2. De maneira geral, em pacientes com metaplasia intestinal gástrica, a AGA sugere não realizar vigilância endoscópica periódica. A vigilância pode ser considerada em indivíduos com alto risco para neoplasia gástrica, sendo recomendada decisão compartilhada com o paciente.

  • a. Metaplasia gástrica incompleta (RR 3,3x);
  • b. Metaplasia gástrica extensa (RR 2,1x);
  • c. História familiar de neoplasia gástrica (RR 4,5x);
  • d. Residentes/imigrantes de regiões de alto risco neoplasia gástrica;
  • e. Minorias étnicas e raciais.

Leia também: Como é o manejo da infecção por Helicobacter pylori?

Caso indicado vigilância, sugere-se repetir endoscopia com biópsias de antro, corpo e direcionadas a áreas suspeitas a cada 3-5 anos. O risco acumulado de desenvolvimento de neoplasia gástrica em pacientes com metaplasia intestinal em 3,5 e 10 anos é de 0,4% (IC95%, 0,1%-0,8%); 1,1% (IC95%, 1,0%–1,2%); e 1,6% (IC95%, 1,5%–1,7%), respectivamente.

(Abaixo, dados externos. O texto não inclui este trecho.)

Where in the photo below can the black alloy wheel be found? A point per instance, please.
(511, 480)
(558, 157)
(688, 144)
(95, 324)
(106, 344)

3. De maneira geral, em pacientes com metaplasia intestinal gástrica, a AGA sugere não repetir a endoscopia em curto intervalo de tempo para estratificação de risco. No entanto, a endoscopia pode ser repetida em até 1 ano se suspeita de exame endoscópico inicial incompleto ou de má qualidade, e na presença de anormalidades visualmente detectáveis não estudadas.

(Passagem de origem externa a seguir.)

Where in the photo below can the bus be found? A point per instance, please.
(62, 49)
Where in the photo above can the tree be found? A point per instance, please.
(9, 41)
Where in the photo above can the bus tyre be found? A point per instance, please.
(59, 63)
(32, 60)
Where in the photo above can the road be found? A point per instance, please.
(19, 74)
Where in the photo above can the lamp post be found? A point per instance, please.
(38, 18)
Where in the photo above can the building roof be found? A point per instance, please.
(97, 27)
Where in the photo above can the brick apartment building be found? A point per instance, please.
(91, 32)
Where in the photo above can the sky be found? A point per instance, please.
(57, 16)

Além disso, pode ser indicada nova endoscopia em paciente de alto risco para neoplasia gástrica se for necessária melhor caracterização da extensão da metaplasia (mapeamento gástrico) e seu subtipo (completa ou incompleta), ou para excluir neoplasia prevalente.

Mais do autor: Qual a relação do consumo de álcool com o risco de cirrose?

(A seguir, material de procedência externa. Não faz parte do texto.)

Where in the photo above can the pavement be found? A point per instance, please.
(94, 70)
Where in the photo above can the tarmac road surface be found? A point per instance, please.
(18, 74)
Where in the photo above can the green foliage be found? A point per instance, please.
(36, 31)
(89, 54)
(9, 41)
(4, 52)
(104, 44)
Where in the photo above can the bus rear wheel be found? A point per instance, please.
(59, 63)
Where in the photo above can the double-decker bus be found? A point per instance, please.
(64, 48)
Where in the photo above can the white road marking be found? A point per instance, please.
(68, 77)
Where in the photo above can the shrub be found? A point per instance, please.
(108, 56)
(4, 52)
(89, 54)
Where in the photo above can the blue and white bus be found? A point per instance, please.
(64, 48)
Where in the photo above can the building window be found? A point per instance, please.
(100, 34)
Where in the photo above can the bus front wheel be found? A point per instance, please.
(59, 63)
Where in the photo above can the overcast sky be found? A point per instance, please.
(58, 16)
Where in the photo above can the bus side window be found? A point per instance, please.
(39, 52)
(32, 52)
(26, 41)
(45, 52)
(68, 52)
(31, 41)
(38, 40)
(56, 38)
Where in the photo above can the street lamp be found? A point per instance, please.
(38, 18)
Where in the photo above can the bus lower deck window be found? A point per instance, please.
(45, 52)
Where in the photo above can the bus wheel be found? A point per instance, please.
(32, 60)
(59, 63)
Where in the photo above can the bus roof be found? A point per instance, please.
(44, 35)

O que dizem as outras diretrizes?

  • American Society of Gastrointestinal Endoscopy (ASGE) – Indica vigilância endoscópica para pacientes com metaplasia intestinal e risco aumentado de neoplasia gástrica devido a background étnico ou história familiar. Intervalo de vigilância deve ser individualizado. Sugere que a vigilância pode ser suspensa após duas endoscopias sem presença de displasia e recomenda a erradicação do H. pylori.
  • European Society of Gastrointestinal Endoscopy (ESGE) – Recomenda considerar a erradicação de H. pylori em pacientes com metaplasia intestinal gástrica. Sugere vigilância endoscópica a cada três anos para indivíduos com metaplasia intestinal focal, com história familiar de neoplasia gástrica, metaplasia intestinal incompleta, ou gastrite por H. pylori persistente. Além disso, recomenda realizar endoscopia digestiva alta a cada três anos em pacientes com gastrite atrófica acentuada, metaplasia extensa de antro e corpo ou OLGA classificação III/IV. Na presença desses achados e história familiar de neoplasia gástrica, sugere reduzir o intervalo entre endoscopias para 1-2 anos.
  • IV Consenso Brasileiro sobre infecção por H. pylori – O estadiamento de lesões pré-neoplásicas deve ser baseado em pelo menos quatro biópsias endoscópicas(duas do antro e duas do corpo) usando o sistema OLGA para estadiamento histológico da gastrite. Pacientes classificados como OLGA III ou IV devem ser submetidos a seguimento endoscópico a cada dois anos. Recomenda erradicação do H. pylori.

Referências bibliográficas:

  • Gupta S, Li, D, El Serag, HB, et al. American Gastroenterological Association Institute guidelines for management of gastric intestinal metaplasia. Gastroenterol. 2020 (ahead of print). doi.org/10.1053/j.gastro.2019.12.003
  • Pimentel-Nunes P, Libanio D, Marcos-Pinto R, et al. Management of epithelial precancerous conditions and lesions in the stomach (MAPS II): European Society of Gastrointestinal Endoscopy (ESGE), European Helicobacter and Microbiota Study Group (EHMSG), European Society of Pathology (ESP), and Sociedade Portuguesa de Endoscopia Digestiva (SPED) guideline update 2019. Endoscopy 2019;51:365–388.
  • Evans JA, Chandrasekhara V, Chathadi KV, et al. Therole of endoscopy in the management of premalignant and malignant conditions of the stomach. Gastrointest Endosc 2015;82:1–8.
  • Coelho LGV, et al. IV Consenso Brasileiro sobre a infecção por Helicobacter pylori. Arq Gastroenterol. 2018; 55(2):97-121.